Malzoo rewrite to Python3

A little story on Malzoo

So it’s been a while since posting a blog post. Due to different events, there wasn’t much time for personal projects and it was actually nice to not be behind a keyboard in the free time available. That is also why the rewrite of Malzoo from Python2.7 to Python3.x took 11 months.

Updating existing projects or content to a newer version isn’t the favorite thing in IT. We like the new projects and automations that make finding bad stuff easier and more exciting. Yet we rely on the tools we already build to provide intelligence. I don’t know how much Malzoo is used in the world. What gives an estimate, are the amount of GitHub stars and clones. If one of these people are using it, Malzoo should at least provide an important update to Python3. Not much new features have been added to Malzoo in the last couple of months, but the intelligence generated from large malware sets is very valuable, which we’ll show later in this post.

Moving to Py3 was a learning experience and to capture it, every step and fix is on the public branch, so others can learn and see what changed in the move to Python3.

Malzoo flavors

Malzoo was initially written to run on bare metal for a graduation project. As the project matured, it became clear that newer technologies also needed to be adopted. This is when the Dockerized version became available and in 2020, the Malzoo Serverless option was released. This gives users three good options to do static file analysis.

Use cases

Malware repository

Malzoo is a good solution for a malware repository. This can be for a personal collection or for your organizations incident response program. Samples can be labeled with the incident number for future reference. Samples can be stored as well on disk if desired. This is set via the configuration file.

Discovering similar samples

The initial intent for the project! Collect all the static analysis results to identify clusters of samples based on the data. This is also useful when a new sample comes in and you want to compare it to the sample set already collected.

Building YARA rules

And as an extension on the clustering, if you want to hunt for new samples based on similarities, the cluster values can be used to write a new YARA rule!

Example with Docker image

First pull the Docker image from Docker Hub

docker pull statixs/malzoo:latest

Then run the container, below an example command with persistent logs.

malzoo-run-container

Now you can submit samples to the Malzoo engine to analyze.
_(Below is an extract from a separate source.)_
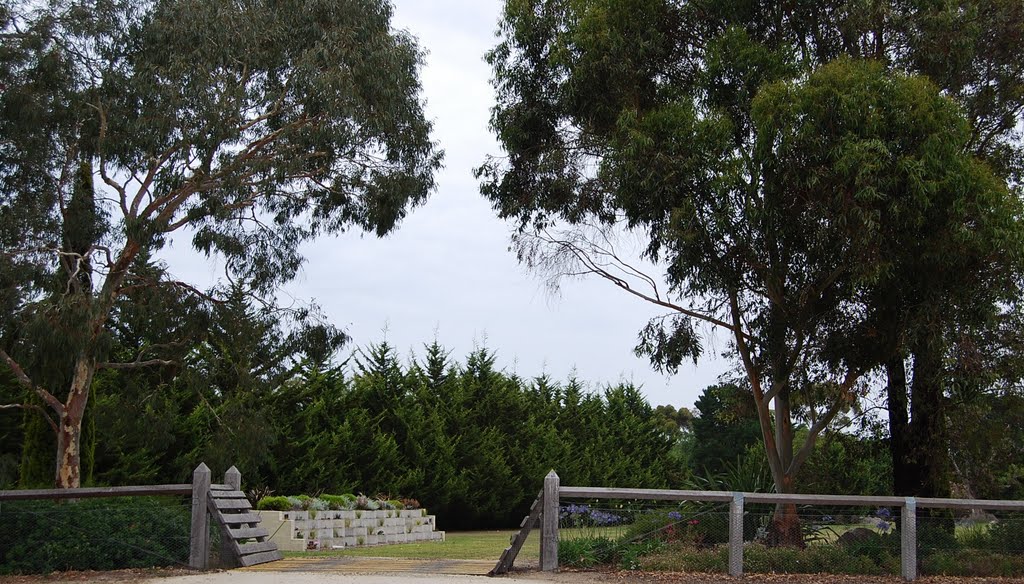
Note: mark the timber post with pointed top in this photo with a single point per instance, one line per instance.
(199, 552)
(549, 524)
In the example below, you see how to use a for loop to submit a folder. You could also opt for running a load balancer in front of multiple containers of course and distribute the samples to multiple engines.

malzoo-submit-samples

And after a few seconds, results are stored in the analysis logs, ready to be used for your log ingestion tool and cluster samples based on the values for incidents or research and of course create YARA rules to hunt for more evil by the same actors.

malzoo-analysis-logs

Conclusion

Rewriting to Python3 can be a challenge, but it’s a very satisfying accomplishment once done. Malzoo is now ready for the future and run on baremetal, as a Docker container or in a Serverless fashion. Whatever works best to accomplish your goal with the collected static analysis data. Malzoo is now ready for it in refreshing Python3 code :)